Early morning thoughts on travel

If a man travels faster than the speed of a camel he is in danger of losing his soul.    Arab proverb

I travelled home to Ireland at the weekend and, as always, noticed how the different experiences –  and the changes one sees in familiar places –  touch and impress themselves upon the mind. Even short journeys such as these can make us more reflective, conscious of how our life is always changing and moving – a reflection on identity really. This is partly brought on by the fact that our identity in the place where we live may be partly due to our work, familiar routines and feedback from people who live there, and all these things may fall away the minute we step on a plane and journey to a place where we do not have those roles to play. It helps us to see how conditioned aspects of our self  is, from this  place now which is our home to that place which was once our home and from this time to the last time.  And as the visit ended and I was squeezed into a seat on the plane after an early rising and rush to the airport with its impersonal rituals and rules,  feeling pushed and shoved at a speed I did not want to go at, I reflected how “old-fashioned” means of travel –  by boat, train or even on foot –  allowed for greater  processing of all the thoughts and stimuli that passes through the mind on a journey.  It is  this processing which allows all the experiences be integrated and understood.

It seems to me that something similar happens in our inner life. In these past days and weeks I have talked with people who are journeying in their lives, and who are finding that they are not able to keep all the parts of their development  together, and this makes them feel somewhat disoriented, or confused. The wise Arab parable above challenges us to reflect : the soul can only move slowly, at the pace of a camel. However, often, due to the pace of life today and its demands, lives move too fast for the inner self  to keep up, and one suddenly finds oneself in a landscape where one has lost ones bearings. Often the message is given that we must always be active, busy and that slowing down is a sign of laziness or lack of ambition. For some people this means that the gap between their inner pace and the activities of their outer lives, be it in work or at home,  becomes too great and the result is a sense of unravelling or even of something akin to depression.
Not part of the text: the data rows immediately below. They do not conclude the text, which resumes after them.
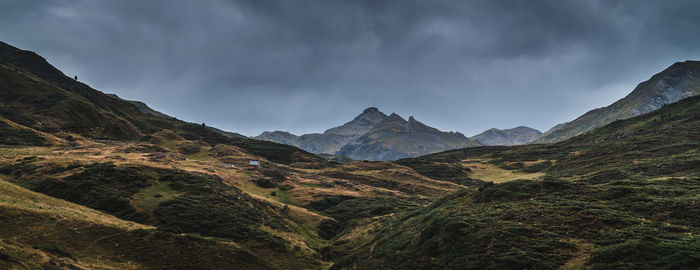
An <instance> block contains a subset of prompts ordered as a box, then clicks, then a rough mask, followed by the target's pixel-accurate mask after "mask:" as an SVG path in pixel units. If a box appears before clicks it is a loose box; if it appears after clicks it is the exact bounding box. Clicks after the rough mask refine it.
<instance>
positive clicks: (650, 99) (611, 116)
mask: <svg viewBox="0 0 700 270" xmlns="http://www.w3.org/2000/svg"><path fill="white" fill-rule="evenodd" d="M698 94H700V61H685V62H677V63H675V64H673V65H671V66H670V67H668V68H666V69H665V70H664V71H662V72H660V73H658V74H656V75H654V76H652V77H651V78H650V79H649V80H647V81H645V82H642V83H640V84H639V85H638V86H637V87H636V88H635V89H634V90H633V91H632V92H631V93H630V94H628V95H627V96H625V97H624V98H622V99H620V100H618V101H616V102H615V103H613V104H611V105H610V106H607V107H603V108H598V109H594V110H591V111H589V112H587V113H585V114H584V115H582V116H580V117H579V118H576V119H575V120H573V121H571V122H568V123H564V124H559V125H557V126H555V127H554V128H552V129H551V130H550V131H547V132H545V134H543V135H542V136H541V137H540V138H538V139H537V140H534V141H533V143H552V142H559V141H563V140H565V139H568V138H571V137H574V136H577V135H579V134H582V133H585V132H587V131H590V130H593V129H596V128H599V127H602V126H605V125H607V124H609V123H612V122H613V121H615V120H622V119H628V118H632V117H635V116H638V115H641V114H645V113H648V112H651V111H654V110H656V109H659V108H661V107H662V106H663V105H666V104H670V103H674V102H677V101H679V100H682V99H685V98H689V97H692V96H695V95H698Z"/></svg>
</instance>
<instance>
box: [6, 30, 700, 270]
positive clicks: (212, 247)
mask: <svg viewBox="0 0 700 270" xmlns="http://www.w3.org/2000/svg"><path fill="white" fill-rule="evenodd" d="M682 64H686V63H682ZM691 64H692V63H691ZM690 77H692V76H690ZM684 80H685V81H686V82H687V83H686V84H680V85H681V86H679V87H681V88H682V89H677V90H676V91H677V92H678V93H685V92H688V91H687V89H697V87H698V86H697V83H698V82H697V81H694V80H692V79H690V80H688V79H687V78H686V79H684ZM660 85H665V84H660ZM652 88H653V87H652ZM652 90H653V89H652ZM649 92H650V93H656V91H649ZM640 93H641V92H640ZM633 94H636V93H633ZM643 94H644V93H642V94H640V95H641V96H644V95H643ZM572 123H573V121H572ZM561 126H562V127H563V126H566V125H561ZM560 130H561V128H560ZM554 132H556V130H555V131H552V132H549V133H545V134H553V133H554ZM536 133H538V131H536V130H530V129H528V128H522V127H518V128H514V129H510V130H495V129H494V130H489V131H487V132H485V133H483V134H481V135H484V136H481V139H482V140H484V141H485V142H486V143H493V144H506V143H513V144H520V145H513V146H502V145H497V146H476V147H467V148H461V147H463V146H459V144H469V143H473V144H477V143H478V142H476V140H474V139H469V138H466V137H464V136H463V135H462V134H459V133H456V132H442V131H439V130H437V129H434V128H431V127H429V126H427V125H425V124H423V123H421V122H419V121H417V120H416V119H414V118H413V117H409V118H408V120H406V119H404V118H402V117H401V116H399V115H397V114H391V115H388V116H387V115H384V114H383V113H381V112H379V110H378V109H376V108H369V109H367V110H365V111H364V112H363V113H362V114H361V115H360V116H358V117H356V118H355V119H353V121H351V122H349V123H348V124H345V125H343V126H341V127H338V128H333V129H329V130H328V131H326V132H324V133H323V134H316V136H326V137H327V138H335V139H337V140H338V141H337V142H334V141H333V140H328V141H327V144H328V145H333V146H332V147H334V149H337V150H331V151H335V152H336V153H344V154H347V155H354V156H356V157H358V158H359V159H369V157H372V156H379V157H381V158H387V159H395V158H398V157H399V156H400V155H404V154H406V153H408V154H410V155H414V154H416V153H419V152H422V151H437V150H434V149H437V148H443V147H456V148H459V149H453V150H449V151H444V152H438V153H432V154H428V155H422V156H418V157H409V158H402V159H399V160H396V161H392V162H387V161H364V160H363V161H351V162H347V163H339V162H329V161H326V160H325V159H323V158H321V157H319V156H317V155H315V154H313V153H309V152H307V151H304V150H302V149H299V148H296V147H294V146H289V145H284V144H279V143H275V142H268V141H261V140H254V139H250V138H239V137H237V136H234V135H230V136H227V135H225V134H222V132H220V131H216V130H214V129H212V128H210V127H208V126H206V125H203V124H195V123H188V122H184V121H181V120H178V119H176V118H173V117H170V116H167V115H163V114H160V113H157V112H155V111H153V110H152V109H151V108H148V106H147V105H146V104H144V103H137V102H134V101H126V100H123V99H120V98H118V97H116V96H113V95H107V94H104V93H102V92H100V91H97V90H95V89H92V88H91V87H89V86H88V85H85V84H83V83H80V82H79V81H77V80H74V79H72V78H69V77H66V76H64V75H63V73H61V72H60V71H58V70H57V69H55V68H54V67H53V66H51V65H50V64H48V63H47V62H46V61H45V60H44V59H43V58H41V57H40V56H38V55H37V54H34V53H32V52H28V51H23V50H20V49H17V48H14V47H12V46H9V45H6V44H4V43H0V153H2V155H0V228H2V229H1V230H0V269H698V268H699V267H700V256H698V255H697V254H700V246H699V245H698V243H700V225H698V224H700V222H699V218H700V208H698V207H697V202H698V201H699V200H700V196H699V195H698V194H700V181H698V179H700V152H698V151H697V150H698V147H699V142H700V96H692V97H687V98H682V99H680V100H679V101H677V102H673V103H669V104H668V105H665V106H661V107H660V108H658V109H656V110H653V111H650V112H648V113H644V114H641V115H638V116H636V117H632V118H628V119H625V120H617V121H613V122H611V123H609V124H607V125H604V126H602V127H599V128H596V129H593V130H590V131H588V132H585V133H583V134H581V135H579V136H574V137H572V138H569V139H565V140H563V141H560V142H557V143H547V144H522V143H523V142H526V141H529V140H530V139H531V138H532V137H533V136H534V135H533V134H536ZM232 134H235V133H232ZM268 135H273V136H277V135H280V136H286V138H288V139H289V140H290V141H294V142H295V143H296V141H297V140H299V137H303V135H302V136H295V135H291V134H285V133H283V132H276V133H268ZM307 137H309V136H307ZM518 137H524V138H525V139H522V138H520V139H519V138H518ZM309 138H313V136H311V137H309ZM309 141H312V140H309ZM426 142H428V143H426ZM479 144H481V143H479ZM316 145H320V146H319V148H323V147H327V146H323V144H316ZM429 148H430V149H429ZM328 149H331V148H330V147H329V148H328ZM385 153H388V154H385ZM251 161H257V162H251ZM251 163H252V164H251Z"/></svg>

It could be that their job lost its connection to the reason why it was chosen in the first place, or that changes in relationships meant that their inner resources were not being replenished. The act of keeping busy, often by doing the necessary things of work and family life, means that they have moved away from what is real and fulfilling, and they feel lost.

What can we do at moments like this, for we all face them in greater or lesser way as we journey through life?  We can but hold open the space, to listen to what our inner life is saying, even though that may take time to clarify itself. In other words, we allow time for our true self find the voice it lost because things moved so fast.  Taking time, slowing down, doing activities that ground us, routine tasks that do not require too much energy. Thus slowly we allow a new path to emerge, and see that the feeling of being lost is a  necessary one,  if we are to find what truly gives us life. Above all, we trust and do not make impossible demands on ourselves. For we are in transition, and have arrived yet; the soul knows what it is doing and will catch up, even if it takes its time.

Wait and let things settle

While thinking about our difficulties is useful to a point, we tend to take it too far and become obsessive…. Creating some spaciousness and tranquility in our minds can be a large step towards solving a problem. Consider the “forest pool” metaphor so popular in Buddhism. After inclement weather, the pool is muddy, full of sediment and debris. We cannot clear it by trying to control the contents – that would make the pool worse. We can only wait for all the sediment to settle to the bottom, leaving the pool clear again. So in meditation, by concentrating on the breath or our body or on sounds we can hear in the present moment, we create a space for clarity. We often find that in this spaciousness, an answer to a problem will simply “pop up” to the surface. Sometimes it won’t, but our bodies will thank us for a break from all the worrying.